Kemudian, perjalanan peradaban Islam di Mesir meninggalkan lembaga pendidikan tertua di dunia. Ini adalah bentuk dari pengukiran sejarah yang luar biasa karena lembaga ini yang kemudian kita sebut dengan Al-Azhar memiliki misteri yang hanya beberapa orang saja yang bisa memahaminya. Al-Azhar memiliki empat pilar penting dalam sinergi dengan pengukuhan agama Islam. Pertama Al-Azhar hadir sebagai lembaga pendidikan, di sini Al-Azhar kekeh dalam mempersiapkan generasi penerus perjuangan dalam menegakkan agama dan negara.
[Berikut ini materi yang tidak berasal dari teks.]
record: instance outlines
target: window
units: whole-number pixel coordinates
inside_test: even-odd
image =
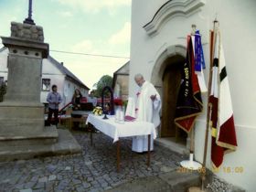
[[[42,79],[42,91],[50,91],[50,79]]]

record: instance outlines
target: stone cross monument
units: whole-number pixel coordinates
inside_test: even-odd
[[[8,87],[0,102],[0,161],[80,150],[69,132],[44,125],[41,75],[48,44],[44,43],[43,27],[36,26],[31,17],[31,6],[29,0],[28,18],[23,24],[11,23],[11,37],[1,37],[9,55]],[[61,143],[63,134],[69,135],[70,143],[67,138]]]

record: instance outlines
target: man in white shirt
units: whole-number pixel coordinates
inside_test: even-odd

Kedua Al-Azhar memiliki lembaga wakaf yang sangat terorganisir, tentunya lembaga ini berperan sebagai penopang kebutuhan administratif dan pemberian beasiswa. Ketiga Al-Azhar memiliki lembaga Ifta’ (kefatwa’an) yang kemudian disebut dengan Dar al-Ifta’, lembaga ini memiliki peranan dalam perumusan konsep dan menjawab tantangan umat baik yang berkaitan dengan agama, ekonomi, sosial, budaya, science, dan lain sebagainya. Kemudian Al-Azhar sebagai lembaga da’wah yang moderat dan inovatif. Tentunya Al-Azhar akan ikut serta dalam mewarnai tipologi da’wah oleh masyarakat Islam di belahan dunia lain yang kadang terkesan ekstrem dan kurang rahmatal lil alamin dalam penyebaran ajaran Baginda Muhammad Saw.
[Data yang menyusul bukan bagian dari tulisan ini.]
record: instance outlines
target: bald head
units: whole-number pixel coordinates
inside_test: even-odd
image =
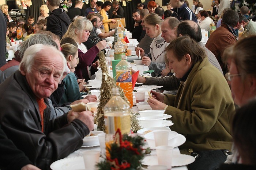
[[[177,27],[176,31],[177,37],[188,35],[197,43],[200,42],[202,39],[200,27],[193,21],[182,21]]]

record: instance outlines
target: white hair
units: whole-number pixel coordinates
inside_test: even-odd
[[[62,53],[56,49],[56,47],[48,45],[37,44],[31,46],[28,48],[24,53],[24,55],[19,66],[19,70],[23,70],[26,72],[30,73],[31,69],[35,62],[35,58],[37,56],[38,53],[41,51],[52,50],[52,54],[56,54],[61,57],[63,63],[63,68],[61,71],[61,75],[63,74],[65,66],[67,65],[67,60]],[[53,56],[55,57],[56,56]]]

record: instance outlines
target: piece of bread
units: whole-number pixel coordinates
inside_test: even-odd
[[[88,104],[80,102],[75,104],[71,104],[70,107],[73,111],[81,112],[83,111],[90,111],[91,110],[91,107]]]

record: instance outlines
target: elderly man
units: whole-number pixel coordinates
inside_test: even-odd
[[[91,6],[86,9],[84,9],[86,3],[84,4],[84,11],[85,17],[87,17],[88,14],[91,13],[96,13],[98,11],[96,8],[96,3],[97,0],[91,0]]]
[[[135,23],[132,33],[132,37],[133,39],[137,39],[139,43],[146,33],[146,32],[142,29],[142,26],[141,25],[142,21],[140,17],[139,10],[135,9],[132,11],[132,18],[134,20]]]
[[[184,35],[188,35],[193,39],[202,47],[206,52],[208,58],[208,60],[213,66],[215,66],[223,74],[222,70],[219,64],[216,59],[214,55],[209,50],[200,43],[202,38],[201,29],[199,25],[192,21],[187,20],[181,22],[179,24],[176,21],[174,17],[170,17],[166,19],[169,19],[168,20],[165,20],[162,25],[162,37],[167,42],[170,42],[175,39],[176,37]],[[168,24],[168,27],[165,24]],[[176,30],[174,33],[174,30]],[[138,76],[137,82],[143,83],[145,84],[157,85],[163,86],[162,89],[165,90],[177,90],[180,86],[180,80],[178,79],[174,76],[168,76],[159,78],[144,78]]]
[[[93,129],[90,111],[70,111],[55,119],[47,98],[55,90],[66,60],[55,47],[28,48],[19,70],[0,85],[0,123],[8,137],[42,169],[79,149]]]
[[[256,23],[252,20],[252,19],[247,19],[246,17],[241,13],[238,13],[239,16],[239,24],[237,26],[237,29],[239,29],[242,25],[244,28],[246,28],[248,33],[247,36],[256,35]]]
[[[222,17],[221,27],[211,34],[205,46],[216,57],[224,74],[227,68],[222,60],[223,52],[226,48],[236,42],[235,30],[239,24],[239,16],[237,12],[231,9],[225,12]]]

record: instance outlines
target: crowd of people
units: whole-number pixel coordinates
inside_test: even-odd
[[[139,75],[137,81],[163,86],[161,92],[151,91],[148,102],[153,110],[166,110],[172,116],[172,129],[185,136],[181,153],[233,153],[224,159],[215,153],[207,167],[192,163],[191,167],[253,169],[256,23],[248,7],[238,13],[229,0],[215,1],[212,13],[198,0],[191,9],[186,1],[170,0],[165,11],[153,1],[134,7],[129,17],[134,21],[132,37],[139,42],[136,54],[154,70],[152,77]],[[8,5],[0,10],[1,169],[49,169],[80,148],[93,129],[93,114],[74,112],[70,104],[97,99],[82,97],[83,85],[97,70],[105,39],[115,32],[109,23],[125,16],[125,9],[116,0],[91,0],[86,8],[78,0],[66,13],[60,4],[47,0],[40,7],[41,15],[27,22],[11,21]],[[220,26],[205,46],[201,29],[209,30],[214,19]],[[241,25],[248,37],[238,40]],[[6,43],[18,29],[23,41],[6,63]]]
Dalam perjalanan akademis Al-Azhar, para mahasiswa diajarkan untuk mandiri dan belajar dengan kesadaran, bukan tunduk pada sistem yang mengikat baik yang berupa absensi atau bentuk konsekuensi lain. Al-Azhar hanya memberi kunci kemudian mahasiswa diajak untuk mengembangkan sendiri di Mesir yang merupakan lingkungan literatur, buku-buku agama, talaqi-talaqi, peninggalan peradaban, karekteristik sosial-agama dan lain sebagainya. Sehingga tidak berlebihan jika Persatuan Pelajar & Mahasiswa Indonesia (PPMI) memprakarsai terbentuknya Majlis Riset Masisir yang merupakan wadah para sadar intelektual dalam mengexsploitasi dan mengambil sebanyak-banyaknya apa pun itu yang ada di Mesir. Al-Azhar sudah memberikan kunci kepada kita semua, tergantung kita mau menggunakan kunci itu atau tidak untuk membuka gudang pengetahuan yang kemudian akan dipersembahkan untuk agama dan bangsa Indonesia.
Keberadaan Majlis Riset Masisir di tengah-tengah masyarakat dan mahasiswa Indonesia di Mesir sebenarnya adalah upaya menjalankan misi yang diemban oleh Perguruan Tinggi melalui konsep Tri Dharma Perguruan Tinggi serta sesuai dengan pasal 20 ayat (2) Undang-Undang Nomor 20 Tahun 2003 tentang Sistem Pendidikan Nasional (SISDIKNAS), Perguruan Tinggi berkewajiban menyelenggarakan pendidikan, penelitian dan pengabdian kepada masyarakat. Sehingga tidak salah jika lembaga riset yang diprakarsai PPMI periode XVI Masa Bakti 2010-2011 yang kemudian menjadi lembaga independen dan didukung sepenuhnya dan mendapat respon baik dari Atase Pendidikan-KBRI Kairo, Prof. DR. Sangidu, M.Hum., kemudian diresmikan oleh Direktur Penelitian dan Pengabdian kepada Masyarakat Direktorat Jendral Pendidikan Tinggi Kementrian Pendidikan Nasional (DP2M Dirjen DIKTI KEMENDIKNAS), Bapak Prof. Ir. Suryo Hapsoro Tri Utomo, Ph.D. pada saat kunjungan kerja beliau ke Mesir, pada tanggal 20 September 2010.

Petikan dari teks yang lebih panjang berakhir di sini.